Budding entrepreneurs should take a leaf out of Jack Ma’s book and show resilience when faced with adversity. If you’re resilient and mentally prepared for challenges, you can organically achieve professional growth and success. The lows will help you introspect and work hard on your weaknesses while your strengths will take you higher.
Be prepared to reinvent when you fail
Sometimes, entrepreneurs are pushed to reinvent themselves when faced with setbacks and challenges.
Tata Group Chairman Emeritus Ratan Tata understands the power of reinvention. When he took over as chairman of the Tata Group in 1991, the intrepid business magnate grappled with the challenges of reinventing the iconic Tata brand to suit the requirements of a newly liberalised economy. He made the organisation leaner and more ‘global’ to adapt to an evolving business ecosystem. In the coming years, too, Tata embraced India’s booming startup culture by backing several startups both as an investor and mentor. Presently, in addition to championing startups, the business magnate is more focused on philanthropic deeds and in giving back to society through Tata Trust. As he says, “At 82, I’m still learning, so when you ask me to give advice, I feel like the ‘right advice’ changes over a period of time — but the one thing that remains unchanged is the desire to do the right thing.”
Aspiring entrepreneurs should always be open to learning new things and re-strategise their next move after a setback. The key is to understand that failure could even work to your advantage and be the stepping stone to new opportunities.
Failure is not the end. It’s the beginning of success.
The above philosophy can be best illustrated through the examples of two noted women entrepreneurs.
Anisha Singh, founder and ex-CEO, MyDala, recalls a time when her then-nascent startup was on the verge of folding up. Faced with this dire situation, Anisha took a bold step to switch her business model to a mobile-enabled one. The gamble paid off as the startup grew to become India’s largest local services marketing platform. According to Anisha, “What’s the worst that will happen? You’ll fail but that’s not all that bad, you just start over again.”
Kiran Mazumdar-Shaw, Chairman and Managing Director of Biocon has also had to face her share of struggles as an entrepreneur.
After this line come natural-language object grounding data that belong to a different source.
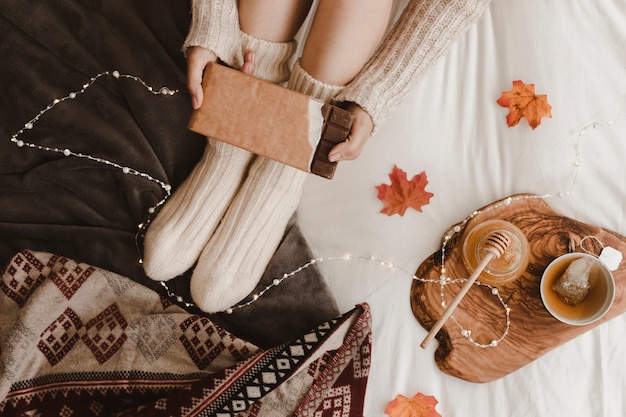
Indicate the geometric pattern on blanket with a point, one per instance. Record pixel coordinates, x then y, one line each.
76 340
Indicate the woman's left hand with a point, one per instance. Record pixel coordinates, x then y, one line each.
361 130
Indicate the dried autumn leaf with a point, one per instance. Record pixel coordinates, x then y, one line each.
402 193
419 406
523 102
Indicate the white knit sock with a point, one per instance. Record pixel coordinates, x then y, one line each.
175 239
234 259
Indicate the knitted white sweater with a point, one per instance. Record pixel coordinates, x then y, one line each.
423 33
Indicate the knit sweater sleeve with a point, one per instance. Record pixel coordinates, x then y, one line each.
424 32
215 26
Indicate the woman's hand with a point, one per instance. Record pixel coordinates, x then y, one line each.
361 130
197 59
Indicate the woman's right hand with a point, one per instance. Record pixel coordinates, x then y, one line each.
197 59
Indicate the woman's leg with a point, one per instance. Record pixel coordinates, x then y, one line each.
182 228
343 36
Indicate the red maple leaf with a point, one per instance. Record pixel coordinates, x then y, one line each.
523 102
402 194
419 406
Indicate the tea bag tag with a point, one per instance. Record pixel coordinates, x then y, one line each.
611 257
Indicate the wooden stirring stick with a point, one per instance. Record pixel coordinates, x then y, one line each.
495 246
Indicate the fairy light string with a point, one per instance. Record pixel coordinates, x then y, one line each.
443 281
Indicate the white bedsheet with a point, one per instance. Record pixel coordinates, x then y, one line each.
452 128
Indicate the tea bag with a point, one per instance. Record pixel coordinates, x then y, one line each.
574 285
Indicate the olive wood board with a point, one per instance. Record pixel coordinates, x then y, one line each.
533 331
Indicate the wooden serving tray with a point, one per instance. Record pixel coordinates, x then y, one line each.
533 331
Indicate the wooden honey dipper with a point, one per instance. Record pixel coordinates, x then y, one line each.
497 243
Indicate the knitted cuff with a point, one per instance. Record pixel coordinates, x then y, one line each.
215 26
304 82
272 58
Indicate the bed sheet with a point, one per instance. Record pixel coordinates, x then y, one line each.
452 129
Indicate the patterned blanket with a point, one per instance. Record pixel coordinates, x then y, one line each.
76 340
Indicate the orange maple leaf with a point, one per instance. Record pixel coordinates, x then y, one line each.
402 194
523 102
419 406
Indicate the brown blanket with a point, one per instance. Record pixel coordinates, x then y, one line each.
88 211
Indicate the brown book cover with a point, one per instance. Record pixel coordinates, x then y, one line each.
268 120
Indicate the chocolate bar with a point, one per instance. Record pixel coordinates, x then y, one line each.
270 120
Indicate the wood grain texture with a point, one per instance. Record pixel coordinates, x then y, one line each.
533 331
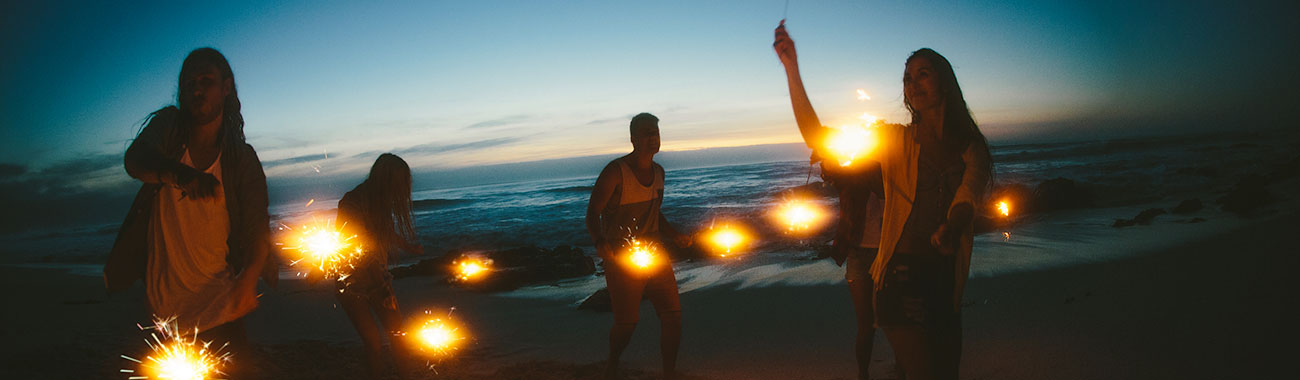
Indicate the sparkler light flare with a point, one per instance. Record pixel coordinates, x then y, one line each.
800 215
727 238
440 336
641 254
848 143
178 357
472 267
326 249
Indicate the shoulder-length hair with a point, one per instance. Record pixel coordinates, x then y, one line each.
388 195
960 128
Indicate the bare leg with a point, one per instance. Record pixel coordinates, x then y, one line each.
670 339
359 312
861 293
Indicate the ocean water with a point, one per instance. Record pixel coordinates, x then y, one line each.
1126 177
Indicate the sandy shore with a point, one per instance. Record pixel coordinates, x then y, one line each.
1218 307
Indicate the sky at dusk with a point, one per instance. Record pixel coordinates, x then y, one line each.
450 86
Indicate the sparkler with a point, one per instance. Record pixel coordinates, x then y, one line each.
472 267
850 142
641 254
800 215
326 249
438 336
176 355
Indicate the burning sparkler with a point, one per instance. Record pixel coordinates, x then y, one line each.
326 249
800 215
727 238
438 336
176 355
641 254
852 142
472 267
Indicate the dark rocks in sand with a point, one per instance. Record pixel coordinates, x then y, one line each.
1188 206
1143 217
1061 194
1199 172
598 301
1247 197
427 267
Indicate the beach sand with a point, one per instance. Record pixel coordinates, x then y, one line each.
1214 306
1213 309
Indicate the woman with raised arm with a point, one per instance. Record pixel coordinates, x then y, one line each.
935 171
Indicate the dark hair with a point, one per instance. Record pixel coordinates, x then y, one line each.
641 120
960 128
199 59
388 191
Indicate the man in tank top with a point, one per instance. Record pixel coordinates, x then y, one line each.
623 214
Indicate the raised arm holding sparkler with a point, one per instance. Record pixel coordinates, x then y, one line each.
625 224
932 173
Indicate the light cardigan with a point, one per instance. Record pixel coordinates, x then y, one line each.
898 155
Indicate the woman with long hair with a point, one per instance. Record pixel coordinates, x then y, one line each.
378 212
198 232
935 172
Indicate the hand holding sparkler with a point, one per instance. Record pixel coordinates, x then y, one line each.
325 249
784 47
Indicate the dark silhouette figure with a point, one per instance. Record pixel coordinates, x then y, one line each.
625 204
934 172
378 212
198 230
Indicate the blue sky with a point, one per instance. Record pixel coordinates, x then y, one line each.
460 83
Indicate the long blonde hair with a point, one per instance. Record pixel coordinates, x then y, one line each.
388 195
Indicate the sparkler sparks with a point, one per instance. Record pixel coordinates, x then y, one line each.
800 215
641 254
438 336
326 249
472 267
850 142
180 357
727 238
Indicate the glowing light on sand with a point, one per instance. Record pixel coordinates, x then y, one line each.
726 238
176 355
472 268
326 249
438 335
800 215
850 142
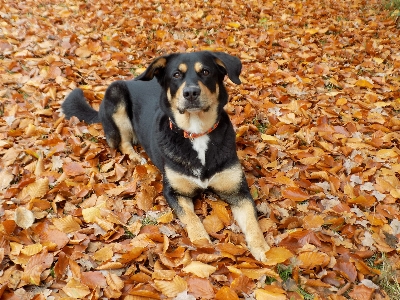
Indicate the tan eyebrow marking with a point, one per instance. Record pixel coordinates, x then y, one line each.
182 67
198 67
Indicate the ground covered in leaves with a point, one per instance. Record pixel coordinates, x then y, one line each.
317 122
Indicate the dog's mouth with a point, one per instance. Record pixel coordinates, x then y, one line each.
193 109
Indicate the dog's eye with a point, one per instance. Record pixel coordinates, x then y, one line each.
205 72
177 74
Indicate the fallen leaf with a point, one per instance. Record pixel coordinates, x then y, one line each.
199 269
24 218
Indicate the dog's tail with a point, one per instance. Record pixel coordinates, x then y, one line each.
76 105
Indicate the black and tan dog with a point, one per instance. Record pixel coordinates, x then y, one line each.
175 111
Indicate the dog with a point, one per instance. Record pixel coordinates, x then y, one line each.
175 110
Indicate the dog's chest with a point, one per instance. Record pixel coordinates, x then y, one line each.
200 145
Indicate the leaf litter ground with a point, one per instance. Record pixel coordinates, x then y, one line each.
317 122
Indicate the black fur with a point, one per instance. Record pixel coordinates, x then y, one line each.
143 108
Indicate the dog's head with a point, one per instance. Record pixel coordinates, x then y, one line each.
193 83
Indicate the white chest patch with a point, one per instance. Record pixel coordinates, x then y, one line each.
200 144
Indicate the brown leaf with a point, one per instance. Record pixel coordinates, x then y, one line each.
295 194
145 197
73 169
346 268
361 292
171 288
67 224
201 288
277 255
199 269
24 218
310 260
114 282
226 293
35 266
75 289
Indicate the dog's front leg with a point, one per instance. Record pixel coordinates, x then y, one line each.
232 187
245 215
183 208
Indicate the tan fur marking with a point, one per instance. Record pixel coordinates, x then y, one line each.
198 67
183 184
161 62
219 62
244 216
183 68
185 120
195 229
126 132
227 181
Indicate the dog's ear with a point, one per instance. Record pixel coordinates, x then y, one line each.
156 68
231 64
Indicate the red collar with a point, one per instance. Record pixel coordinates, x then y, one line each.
191 135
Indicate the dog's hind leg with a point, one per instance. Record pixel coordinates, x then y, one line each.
114 116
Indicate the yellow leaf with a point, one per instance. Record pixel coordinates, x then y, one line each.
67 224
313 221
36 189
166 218
262 294
312 30
24 218
309 260
233 25
32 249
75 289
257 273
364 83
199 269
90 214
269 138
114 282
163 274
387 153
171 288
277 255
104 254
341 101
378 60
83 52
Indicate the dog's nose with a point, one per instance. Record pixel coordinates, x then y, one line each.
191 93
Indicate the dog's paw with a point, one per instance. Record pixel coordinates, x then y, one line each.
259 250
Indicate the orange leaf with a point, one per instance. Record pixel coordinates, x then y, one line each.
201 288
226 293
364 83
309 260
75 289
73 169
277 255
313 221
361 292
35 266
295 194
171 288
212 223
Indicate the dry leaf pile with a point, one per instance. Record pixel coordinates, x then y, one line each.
317 122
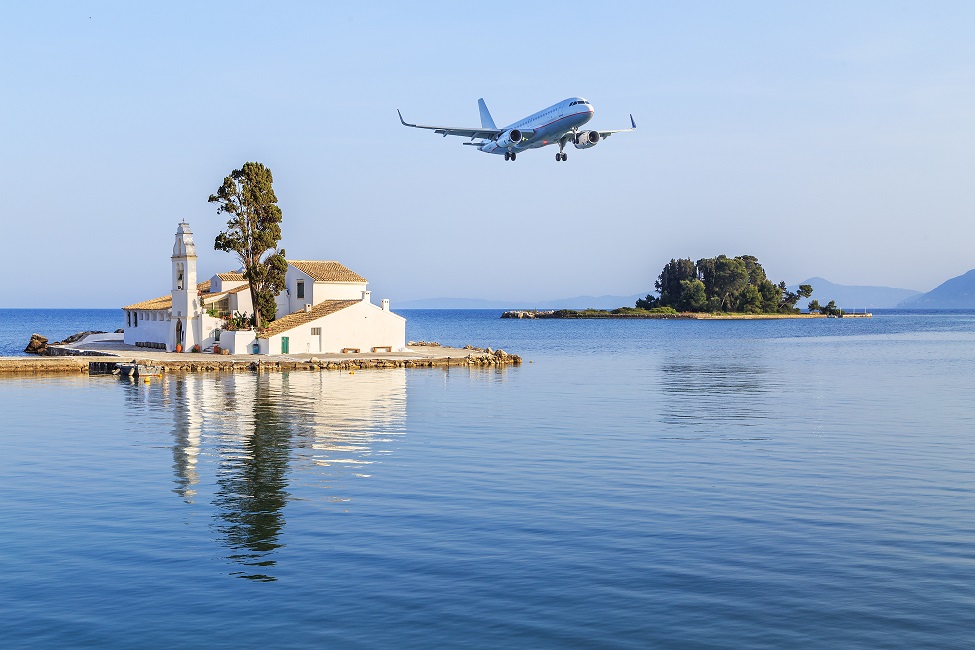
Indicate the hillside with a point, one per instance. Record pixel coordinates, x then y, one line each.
852 297
956 293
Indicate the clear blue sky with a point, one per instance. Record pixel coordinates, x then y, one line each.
832 138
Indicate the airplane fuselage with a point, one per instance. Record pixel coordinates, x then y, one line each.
558 124
549 125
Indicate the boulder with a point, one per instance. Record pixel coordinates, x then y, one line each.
37 344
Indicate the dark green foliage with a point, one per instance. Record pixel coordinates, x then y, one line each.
729 284
692 297
253 232
830 309
669 282
649 302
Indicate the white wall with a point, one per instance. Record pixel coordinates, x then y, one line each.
362 326
152 331
237 342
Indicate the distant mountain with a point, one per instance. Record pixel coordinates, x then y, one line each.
579 302
855 297
956 293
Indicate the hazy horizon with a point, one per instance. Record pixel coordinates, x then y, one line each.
829 140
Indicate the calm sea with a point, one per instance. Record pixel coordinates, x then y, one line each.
638 484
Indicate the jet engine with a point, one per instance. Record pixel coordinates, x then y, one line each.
511 137
586 139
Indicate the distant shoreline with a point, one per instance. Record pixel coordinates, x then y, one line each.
568 314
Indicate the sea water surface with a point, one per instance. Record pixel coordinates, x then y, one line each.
633 484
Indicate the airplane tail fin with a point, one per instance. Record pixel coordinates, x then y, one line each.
486 121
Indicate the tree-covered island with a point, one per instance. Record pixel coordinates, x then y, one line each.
722 284
717 287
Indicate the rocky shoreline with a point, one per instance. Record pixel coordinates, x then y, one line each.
62 360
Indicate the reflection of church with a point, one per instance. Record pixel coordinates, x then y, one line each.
249 443
324 308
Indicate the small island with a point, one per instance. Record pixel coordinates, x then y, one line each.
719 288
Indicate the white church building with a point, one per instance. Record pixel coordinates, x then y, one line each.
325 308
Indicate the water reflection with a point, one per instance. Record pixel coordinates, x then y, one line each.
259 435
705 391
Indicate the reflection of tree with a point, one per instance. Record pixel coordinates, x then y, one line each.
251 490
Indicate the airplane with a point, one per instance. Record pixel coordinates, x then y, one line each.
558 124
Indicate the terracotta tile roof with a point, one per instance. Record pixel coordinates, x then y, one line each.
298 318
327 271
219 294
165 302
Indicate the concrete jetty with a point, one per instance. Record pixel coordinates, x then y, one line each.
103 358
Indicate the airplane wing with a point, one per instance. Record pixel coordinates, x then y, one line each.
606 134
472 133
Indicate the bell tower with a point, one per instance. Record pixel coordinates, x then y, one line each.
186 306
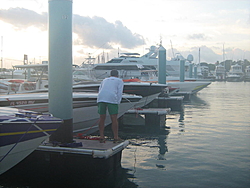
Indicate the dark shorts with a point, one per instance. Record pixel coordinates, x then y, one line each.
103 106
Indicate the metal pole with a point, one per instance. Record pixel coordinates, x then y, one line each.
182 70
60 67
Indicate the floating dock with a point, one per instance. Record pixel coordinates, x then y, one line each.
175 103
154 117
83 160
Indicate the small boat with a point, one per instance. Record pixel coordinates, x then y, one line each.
85 113
220 72
21 132
148 91
235 74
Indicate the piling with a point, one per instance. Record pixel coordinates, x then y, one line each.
190 70
195 71
182 70
60 67
162 65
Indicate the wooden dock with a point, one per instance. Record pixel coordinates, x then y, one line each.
55 166
154 117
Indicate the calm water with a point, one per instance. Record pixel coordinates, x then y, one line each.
206 145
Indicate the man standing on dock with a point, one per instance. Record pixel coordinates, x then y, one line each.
109 96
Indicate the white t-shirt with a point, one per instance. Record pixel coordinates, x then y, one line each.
111 90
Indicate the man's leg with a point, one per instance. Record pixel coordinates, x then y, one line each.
101 125
114 125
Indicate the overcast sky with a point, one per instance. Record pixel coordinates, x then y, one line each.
132 26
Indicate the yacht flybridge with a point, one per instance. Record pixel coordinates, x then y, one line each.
132 65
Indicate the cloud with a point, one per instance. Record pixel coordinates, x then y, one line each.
22 18
197 36
93 32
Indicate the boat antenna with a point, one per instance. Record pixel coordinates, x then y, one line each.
1 51
199 56
172 48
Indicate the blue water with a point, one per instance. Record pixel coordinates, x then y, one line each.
208 145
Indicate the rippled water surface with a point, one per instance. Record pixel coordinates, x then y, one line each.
208 145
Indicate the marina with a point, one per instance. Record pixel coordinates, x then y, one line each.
175 120
200 145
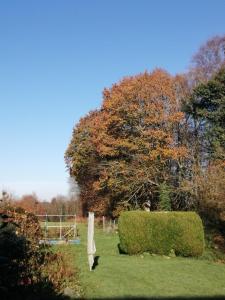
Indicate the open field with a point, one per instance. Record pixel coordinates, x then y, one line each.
144 276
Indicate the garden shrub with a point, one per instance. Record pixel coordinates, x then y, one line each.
161 233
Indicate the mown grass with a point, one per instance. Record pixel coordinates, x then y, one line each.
143 276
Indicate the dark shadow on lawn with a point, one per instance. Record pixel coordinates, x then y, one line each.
95 264
222 297
120 250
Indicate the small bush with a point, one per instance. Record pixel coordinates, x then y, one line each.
161 233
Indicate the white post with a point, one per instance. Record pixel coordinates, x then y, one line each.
103 223
90 240
60 227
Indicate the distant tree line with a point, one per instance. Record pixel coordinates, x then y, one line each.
157 142
32 204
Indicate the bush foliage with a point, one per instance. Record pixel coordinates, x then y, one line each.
161 233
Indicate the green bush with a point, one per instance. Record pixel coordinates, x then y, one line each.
161 233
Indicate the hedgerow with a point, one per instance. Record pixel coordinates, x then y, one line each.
161 233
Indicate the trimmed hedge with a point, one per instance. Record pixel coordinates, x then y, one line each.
161 233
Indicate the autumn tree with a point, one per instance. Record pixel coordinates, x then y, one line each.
121 154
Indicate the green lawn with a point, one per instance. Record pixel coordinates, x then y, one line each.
123 276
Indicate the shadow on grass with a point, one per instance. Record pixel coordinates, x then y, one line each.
95 264
222 297
33 292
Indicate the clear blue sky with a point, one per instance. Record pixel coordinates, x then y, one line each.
57 56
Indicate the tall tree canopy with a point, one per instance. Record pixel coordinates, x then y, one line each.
121 154
207 109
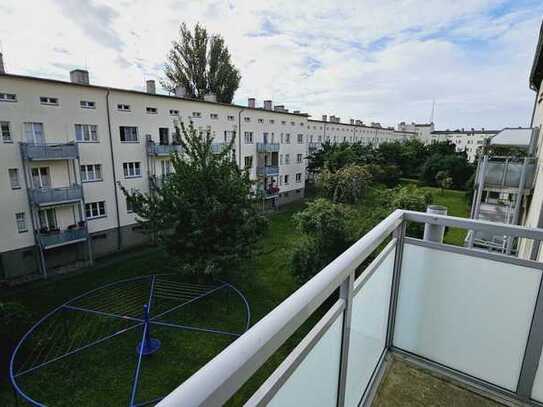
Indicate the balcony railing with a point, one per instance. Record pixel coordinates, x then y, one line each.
63 237
268 171
267 147
472 315
45 152
55 196
162 150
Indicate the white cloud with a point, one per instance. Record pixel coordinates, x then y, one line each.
374 60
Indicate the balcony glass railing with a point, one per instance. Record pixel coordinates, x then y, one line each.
66 151
475 316
52 196
267 147
62 237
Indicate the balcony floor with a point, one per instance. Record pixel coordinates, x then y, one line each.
407 385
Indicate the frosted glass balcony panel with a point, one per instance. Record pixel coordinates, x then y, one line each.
315 380
468 313
369 326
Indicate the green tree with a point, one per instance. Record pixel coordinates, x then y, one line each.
201 64
205 213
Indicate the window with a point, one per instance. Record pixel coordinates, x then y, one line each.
95 210
8 97
91 172
46 100
21 222
86 133
5 132
249 161
14 178
129 134
132 169
87 104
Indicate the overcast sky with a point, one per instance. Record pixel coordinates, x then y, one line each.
372 60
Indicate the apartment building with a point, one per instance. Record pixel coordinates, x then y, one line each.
66 149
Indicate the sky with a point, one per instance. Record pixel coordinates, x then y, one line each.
373 60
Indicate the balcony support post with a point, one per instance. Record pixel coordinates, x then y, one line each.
345 293
532 352
399 235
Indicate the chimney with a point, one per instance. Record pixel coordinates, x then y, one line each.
180 91
150 86
80 76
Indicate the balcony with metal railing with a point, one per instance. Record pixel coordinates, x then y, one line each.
163 150
57 238
47 152
48 196
472 316
267 147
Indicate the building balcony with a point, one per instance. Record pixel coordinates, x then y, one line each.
56 196
48 152
267 171
163 150
57 238
472 317
267 147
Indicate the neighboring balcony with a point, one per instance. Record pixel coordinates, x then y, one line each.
268 171
48 152
267 147
163 150
469 316
56 196
56 238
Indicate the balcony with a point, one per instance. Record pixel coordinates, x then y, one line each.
56 196
267 147
472 317
59 238
48 152
163 150
267 171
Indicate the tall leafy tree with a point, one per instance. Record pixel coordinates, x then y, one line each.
205 213
201 64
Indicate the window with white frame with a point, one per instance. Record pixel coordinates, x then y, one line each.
86 133
91 172
87 104
5 131
129 134
132 169
21 222
46 100
14 178
95 210
8 97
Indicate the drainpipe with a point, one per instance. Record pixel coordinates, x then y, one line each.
119 237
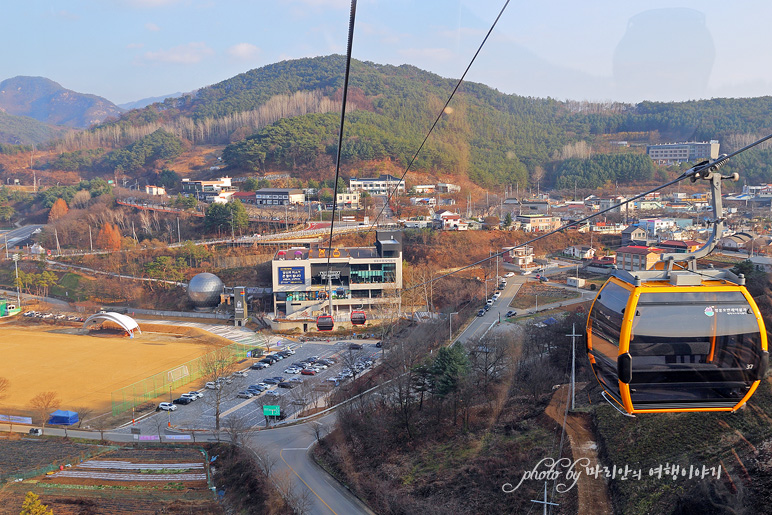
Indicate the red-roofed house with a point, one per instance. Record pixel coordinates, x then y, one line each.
680 245
636 257
246 197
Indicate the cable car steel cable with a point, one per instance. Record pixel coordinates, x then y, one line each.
439 116
696 170
327 321
672 339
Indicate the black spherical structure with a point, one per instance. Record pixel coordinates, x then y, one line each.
204 290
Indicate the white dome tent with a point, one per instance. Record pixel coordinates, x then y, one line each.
126 322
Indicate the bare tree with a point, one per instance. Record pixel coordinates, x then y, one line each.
5 385
350 358
83 411
217 367
238 429
43 404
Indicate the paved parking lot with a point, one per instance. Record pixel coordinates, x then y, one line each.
200 414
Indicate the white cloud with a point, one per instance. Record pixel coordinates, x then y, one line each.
191 53
244 51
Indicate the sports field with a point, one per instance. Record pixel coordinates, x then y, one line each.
84 369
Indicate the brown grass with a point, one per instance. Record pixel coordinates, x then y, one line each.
82 369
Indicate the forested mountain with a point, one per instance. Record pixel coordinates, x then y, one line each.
22 130
47 101
285 117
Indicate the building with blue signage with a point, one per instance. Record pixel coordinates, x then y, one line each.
358 278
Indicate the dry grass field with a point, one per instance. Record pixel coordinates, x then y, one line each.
83 369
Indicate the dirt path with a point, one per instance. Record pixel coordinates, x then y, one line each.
593 495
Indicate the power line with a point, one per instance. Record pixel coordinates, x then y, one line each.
695 172
439 116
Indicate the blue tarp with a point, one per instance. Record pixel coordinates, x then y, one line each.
63 418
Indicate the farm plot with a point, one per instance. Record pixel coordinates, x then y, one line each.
123 481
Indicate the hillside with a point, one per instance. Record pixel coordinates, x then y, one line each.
284 118
23 130
47 101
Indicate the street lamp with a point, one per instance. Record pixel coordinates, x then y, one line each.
450 322
16 266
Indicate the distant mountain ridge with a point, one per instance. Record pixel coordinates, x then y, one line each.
144 102
49 102
23 130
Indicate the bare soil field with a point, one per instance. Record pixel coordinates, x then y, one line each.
83 369
158 491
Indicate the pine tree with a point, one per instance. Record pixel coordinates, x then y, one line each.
109 237
58 210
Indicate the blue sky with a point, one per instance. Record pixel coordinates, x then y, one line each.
598 50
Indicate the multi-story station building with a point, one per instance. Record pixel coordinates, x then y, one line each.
360 278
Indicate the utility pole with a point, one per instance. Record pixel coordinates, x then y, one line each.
573 336
545 502
18 292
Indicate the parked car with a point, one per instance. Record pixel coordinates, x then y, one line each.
259 387
288 384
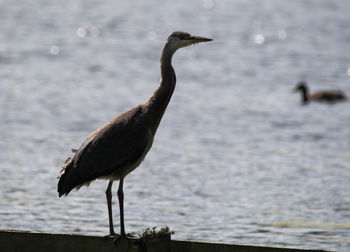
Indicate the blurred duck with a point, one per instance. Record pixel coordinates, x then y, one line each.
330 96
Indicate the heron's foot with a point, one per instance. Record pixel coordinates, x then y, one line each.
111 236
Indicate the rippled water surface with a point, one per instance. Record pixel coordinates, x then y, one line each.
236 159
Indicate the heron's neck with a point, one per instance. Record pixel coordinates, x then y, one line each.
305 95
161 97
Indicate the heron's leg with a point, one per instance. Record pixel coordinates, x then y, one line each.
121 206
109 205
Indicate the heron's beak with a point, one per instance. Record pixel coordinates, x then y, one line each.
197 39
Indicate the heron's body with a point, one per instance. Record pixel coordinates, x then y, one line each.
118 147
329 96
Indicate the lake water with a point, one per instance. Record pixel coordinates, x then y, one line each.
237 158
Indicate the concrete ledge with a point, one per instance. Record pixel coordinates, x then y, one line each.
22 241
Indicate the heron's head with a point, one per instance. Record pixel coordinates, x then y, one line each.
181 39
301 86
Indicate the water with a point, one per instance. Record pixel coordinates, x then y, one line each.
236 159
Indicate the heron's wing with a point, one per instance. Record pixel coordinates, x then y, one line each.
117 144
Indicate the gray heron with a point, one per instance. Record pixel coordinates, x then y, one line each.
119 146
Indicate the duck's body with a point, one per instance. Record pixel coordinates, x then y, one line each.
328 96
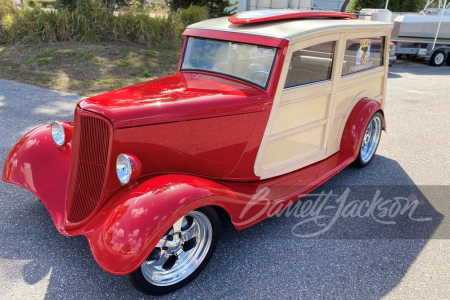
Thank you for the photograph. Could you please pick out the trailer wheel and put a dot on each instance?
(437, 58)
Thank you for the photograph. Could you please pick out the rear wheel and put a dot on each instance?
(370, 141)
(180, 255)
(437, 58)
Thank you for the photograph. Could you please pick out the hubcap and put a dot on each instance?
(439, 59)
(179, 253)
(371, 139)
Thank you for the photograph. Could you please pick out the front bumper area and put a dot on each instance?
(38, 165)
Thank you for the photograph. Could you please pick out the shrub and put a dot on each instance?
(394, 5)
(92, 21)
(216, 8)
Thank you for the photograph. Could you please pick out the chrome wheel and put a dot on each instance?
(179, 253)
(371, 139)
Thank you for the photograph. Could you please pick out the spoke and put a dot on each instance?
(161, 261)
(190, 232)
(177, 225)
(162, 243)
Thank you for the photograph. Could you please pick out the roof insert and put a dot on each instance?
(259, 16)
She has often shared the challenges she encountered while building her innovative business: from risk-averse investors and the conservative approach of people who resisted a woman at the helm of the organisation. Further, despite failing to make it to medical school and being denied jobs in the beer industry for her skills as a professional brewmaster, Kiran persevered and didn’t give up. She decided to turn the tide in her favour by becoming an entrepreneur and founded Biocon that grew to be a leading multinational biopharmaceutical company.
“Failures provide the experience that no amount of success can,” says Kiran. “I often say ‘failure is temporary’ but ‘giving up is permanent.’ When you fail, learn from it, instead of getting defeated and giving up permanently. Risk and failure are intrinsic to business and those that can manage these well usually succeed.”
Yes, you win some, you lose some. That’s the way the cookie crumbles in the fickle world of business and entrepreneurship. Startup founders who are attuned to this reality are the ones who will truly succeed in the long run. Like real estate mogul and Shark Tank star, Barbara Corcoran has admitted in an interview, she was able to taste success as it happened close on the heels of failure.
This is precisely why entrepreneurs should persevere and ‘fail’ their way to success.